Анализируя участие простых людей, особенно крестьян, в политическом процессе З.А. Чеканцева подвергает ревизии сложившийся историографический стереотип о неспособности низов на самостоятельное политическое мышление. Так, при исследовании народного протеста, обнаруживается, что соприкосновение двух «политических уровней» – «большой политики» и народной квазиполитики «не сопровождалось вербальной формулировкой программы протестующей толпы» (с. 161). Но различные формы протестного или бунтовщического поведения, будучи связаны с динамикой внутриполитических событий, выявляли умонастроения простых людей. Наиболее прозрачно наличие политического компонента в этих умонастроениях, как представляется, видно в изменении отношения к королю. Глубоко укорененная в бессознательном идентификация с его фигурой претерпевает эрозию. Автор выявляет мутации образа короля-отца от верховного справедливого суверена к двойственному, не вербализированному образу, где нелояльность фигуре монарха проявлялась в солидарности к опальным парламентариям (в Ренне, Дижоне, Тулузе, Гренобле, По и ряде других городов летом 1788 г.), и, наконец, девальвации образа в открытых нападках в многочисленных бунтовщических плакатах, поругании самыми разными способами статуй короля, вплоть до открытых оскорблений короля как хлебного торговца (С. 166-169).

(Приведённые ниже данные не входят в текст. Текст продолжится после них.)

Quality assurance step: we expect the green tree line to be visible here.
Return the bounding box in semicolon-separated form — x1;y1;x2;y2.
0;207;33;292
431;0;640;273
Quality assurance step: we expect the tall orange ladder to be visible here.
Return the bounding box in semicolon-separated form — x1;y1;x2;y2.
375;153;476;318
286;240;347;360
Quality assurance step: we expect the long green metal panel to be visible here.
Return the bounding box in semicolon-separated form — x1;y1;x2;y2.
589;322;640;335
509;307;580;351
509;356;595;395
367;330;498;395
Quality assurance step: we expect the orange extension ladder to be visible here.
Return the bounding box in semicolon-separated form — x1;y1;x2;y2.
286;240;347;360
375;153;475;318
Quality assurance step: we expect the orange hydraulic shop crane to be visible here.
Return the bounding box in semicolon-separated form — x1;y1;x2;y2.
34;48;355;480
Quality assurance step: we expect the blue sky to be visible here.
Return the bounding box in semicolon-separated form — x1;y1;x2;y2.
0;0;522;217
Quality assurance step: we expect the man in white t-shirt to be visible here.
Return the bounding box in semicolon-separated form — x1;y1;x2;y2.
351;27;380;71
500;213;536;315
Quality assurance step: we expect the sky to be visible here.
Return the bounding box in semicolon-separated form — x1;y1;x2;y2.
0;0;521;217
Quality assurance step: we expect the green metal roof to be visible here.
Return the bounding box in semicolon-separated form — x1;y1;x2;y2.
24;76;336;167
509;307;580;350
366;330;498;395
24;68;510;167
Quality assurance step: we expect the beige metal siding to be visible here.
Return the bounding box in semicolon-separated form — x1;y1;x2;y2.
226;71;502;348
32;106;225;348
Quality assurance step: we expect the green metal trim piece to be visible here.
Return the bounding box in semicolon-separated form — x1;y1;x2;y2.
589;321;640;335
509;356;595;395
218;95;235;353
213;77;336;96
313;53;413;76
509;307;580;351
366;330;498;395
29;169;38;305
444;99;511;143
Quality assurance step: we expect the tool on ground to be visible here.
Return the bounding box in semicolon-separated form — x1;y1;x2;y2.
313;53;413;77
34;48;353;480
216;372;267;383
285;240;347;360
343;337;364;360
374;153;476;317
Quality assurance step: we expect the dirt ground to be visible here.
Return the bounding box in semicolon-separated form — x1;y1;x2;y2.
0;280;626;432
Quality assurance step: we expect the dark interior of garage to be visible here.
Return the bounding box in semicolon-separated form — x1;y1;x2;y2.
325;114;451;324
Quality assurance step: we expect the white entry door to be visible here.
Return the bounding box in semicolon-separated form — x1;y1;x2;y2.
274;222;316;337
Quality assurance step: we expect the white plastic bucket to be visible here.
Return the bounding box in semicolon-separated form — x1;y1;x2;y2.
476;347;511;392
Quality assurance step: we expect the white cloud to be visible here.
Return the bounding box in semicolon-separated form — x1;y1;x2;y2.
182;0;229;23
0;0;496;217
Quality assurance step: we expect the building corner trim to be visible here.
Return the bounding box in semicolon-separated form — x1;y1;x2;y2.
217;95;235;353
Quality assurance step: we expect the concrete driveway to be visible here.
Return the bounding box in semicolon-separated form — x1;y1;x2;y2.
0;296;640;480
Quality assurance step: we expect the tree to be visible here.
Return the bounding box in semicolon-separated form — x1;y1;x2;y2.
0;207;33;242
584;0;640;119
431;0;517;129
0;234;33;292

Ж. Козел, одним из первых исследовал ритуал не как застывшую рутинизировавшуюся форму, но как эмоционально насыщенную форму диалога. Американский историк отмечал, что именно в критических условиях в силу открытости ритуала в момент осуществления интересов обыденной жизни его участников он способен рассказать многое об их сознании4. При этом он подчеркивал трансформацию ритуала или же его мультивалентные мутации в процессе исторической динамики как макро, так и микро исторического плана. По сути, в этом же регистре З.А. Чеканцева реконструирует логику ритуализованного отношения к королю, демонстрируя широкий диапазон методологически профессиональной работы с источниковой информацией.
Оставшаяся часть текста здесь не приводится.